Y aun así, 2021 está comenzando en un ambiente de peligrosa desintegración política en Lima, donde la primera vuelta de las elecciones presidenciales ha reducido las opciones del país a dos contendientes extremistas: a la izquierda, el líder sindical de maestros Pedro Castillo,defensor de la nacionalización de las industrias y de reescribir la Constitución según parámetros socialistas, terminó en primer lugar con 18.5% de los votos; a la derecha, Keiko Fujimori, hija del exdictador Alberto Fujimori, quedó en segundo lugar con 13% de los votos. La plataforma del partido de Castillo elogia el enfoque de libertad de prensa de Lenin y Fidel Castro; por su lado, Fujimori promete una “demodura”que suena represiva y que es un neologismo que combina “democracia” con “mano dura”.

 

El COVID-19 es la causa a corto plazo de la pérdida de legitimidad de la clase política peruana. A pesar de todo su progreso en las últimas dos décadas, el Perú carece de una infraestructura administrativa y de salud pública de alta calidad, y como resultado directo de eso, el país ha registrado una de las tasas de muerte por COVID-19 más altas del mundo. La producción económica cayó 11.1% el año pasado, y dos millones de personas volvieron a caer en la pobreza. Sin embargo, la causa estructural del descontento público es la persistente corrupción oficial, aunada a las disputas entre facciones y los juegos de poder en Lima, a menudo instigados por Fujimori. Cuatro expresidentes vivos han sido enjuiciados (Alberto Fujimori está cumpliendo 25 años de prisión por crímenes a los derechos humanos y otros abusos). Otro prefirió suicidarse antes de someterse a un arresto inminente. El actual proceso electoral, que concluye el 6 de junio, le dará al Perú su quinto presidente en cinco años.
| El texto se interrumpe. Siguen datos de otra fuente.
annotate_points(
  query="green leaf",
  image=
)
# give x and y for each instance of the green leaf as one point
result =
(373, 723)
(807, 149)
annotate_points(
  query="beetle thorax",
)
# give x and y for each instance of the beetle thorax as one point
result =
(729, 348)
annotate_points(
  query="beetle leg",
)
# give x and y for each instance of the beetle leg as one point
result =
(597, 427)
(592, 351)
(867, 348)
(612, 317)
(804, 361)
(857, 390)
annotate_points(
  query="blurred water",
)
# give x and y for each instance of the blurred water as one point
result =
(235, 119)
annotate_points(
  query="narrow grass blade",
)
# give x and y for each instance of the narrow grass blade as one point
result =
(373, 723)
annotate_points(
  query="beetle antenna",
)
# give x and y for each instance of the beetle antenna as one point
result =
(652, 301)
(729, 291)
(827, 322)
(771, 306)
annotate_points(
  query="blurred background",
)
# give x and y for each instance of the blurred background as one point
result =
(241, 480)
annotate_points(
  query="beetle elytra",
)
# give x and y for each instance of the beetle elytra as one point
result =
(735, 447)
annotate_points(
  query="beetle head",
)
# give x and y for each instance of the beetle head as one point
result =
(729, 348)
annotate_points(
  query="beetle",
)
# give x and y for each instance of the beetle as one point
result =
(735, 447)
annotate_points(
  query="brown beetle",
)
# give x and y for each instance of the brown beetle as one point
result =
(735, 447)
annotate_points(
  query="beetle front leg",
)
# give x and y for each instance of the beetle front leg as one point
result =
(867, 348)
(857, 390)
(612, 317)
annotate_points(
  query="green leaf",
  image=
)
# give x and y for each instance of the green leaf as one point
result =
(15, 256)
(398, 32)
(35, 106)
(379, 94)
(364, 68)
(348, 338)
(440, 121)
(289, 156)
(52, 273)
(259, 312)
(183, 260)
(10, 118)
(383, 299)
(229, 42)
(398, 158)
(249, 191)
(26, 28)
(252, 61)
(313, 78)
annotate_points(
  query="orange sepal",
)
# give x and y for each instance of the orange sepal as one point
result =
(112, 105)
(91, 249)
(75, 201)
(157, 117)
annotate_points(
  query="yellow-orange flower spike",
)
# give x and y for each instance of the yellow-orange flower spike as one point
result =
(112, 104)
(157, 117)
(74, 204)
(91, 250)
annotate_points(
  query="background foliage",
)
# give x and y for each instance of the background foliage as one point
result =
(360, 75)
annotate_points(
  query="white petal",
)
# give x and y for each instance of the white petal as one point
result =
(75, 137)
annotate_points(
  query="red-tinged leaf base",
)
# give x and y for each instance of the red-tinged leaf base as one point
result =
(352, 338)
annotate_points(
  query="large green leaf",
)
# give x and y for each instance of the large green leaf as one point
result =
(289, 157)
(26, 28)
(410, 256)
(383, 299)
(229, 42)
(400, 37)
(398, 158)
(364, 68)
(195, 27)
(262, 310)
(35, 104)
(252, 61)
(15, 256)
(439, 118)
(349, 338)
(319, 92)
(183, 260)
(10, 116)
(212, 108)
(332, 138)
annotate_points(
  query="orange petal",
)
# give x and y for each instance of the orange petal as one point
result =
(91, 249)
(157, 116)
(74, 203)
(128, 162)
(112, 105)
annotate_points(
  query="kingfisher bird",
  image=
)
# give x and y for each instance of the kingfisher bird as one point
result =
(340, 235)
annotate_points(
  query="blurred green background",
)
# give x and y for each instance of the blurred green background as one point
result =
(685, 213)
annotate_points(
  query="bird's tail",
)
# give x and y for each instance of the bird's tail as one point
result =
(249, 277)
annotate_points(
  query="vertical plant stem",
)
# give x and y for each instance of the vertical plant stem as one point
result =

Y aunque ambos candidatos critican la corrupción, se han presentado acusaciones creíbles de actos ilícitos contra Keiko Fujimori, quien está en libertad bajo fianza pero enfrenta cargos de lavado de dinero, y contra el líder del partido de Castillo, el médico con formación cubana Vladimir Cerrón.

 

El destino de Perú está ahora en manos de 69% del electorado que votó por alguno de los 16 candidatos que se postularon contra Castillo y Fujimori. Pueden conseguir algún tipo de consuelo en el hecho de que ninguno obtuvo la mayoría en el Congreso; por lo tanto, ambos podrían tener limitaciones por el organismo. Al igual que los votantes de Perú, Estados Unidos tiene pocas buenas opciones, aunque debe hacer todo lo posible para suministrar vacunas y cualquier tipo de asistencia que pueda acelerar la recuperación de Perú de la devastación que ha causado el COVID-19. Incluso si su próximo presidente es demagógico e ideológicamente extremista, la mayoría de la gente en Perú no lo es. El gobierno de Joe Biden debe recordar eso mientras el país transita este momento complicado.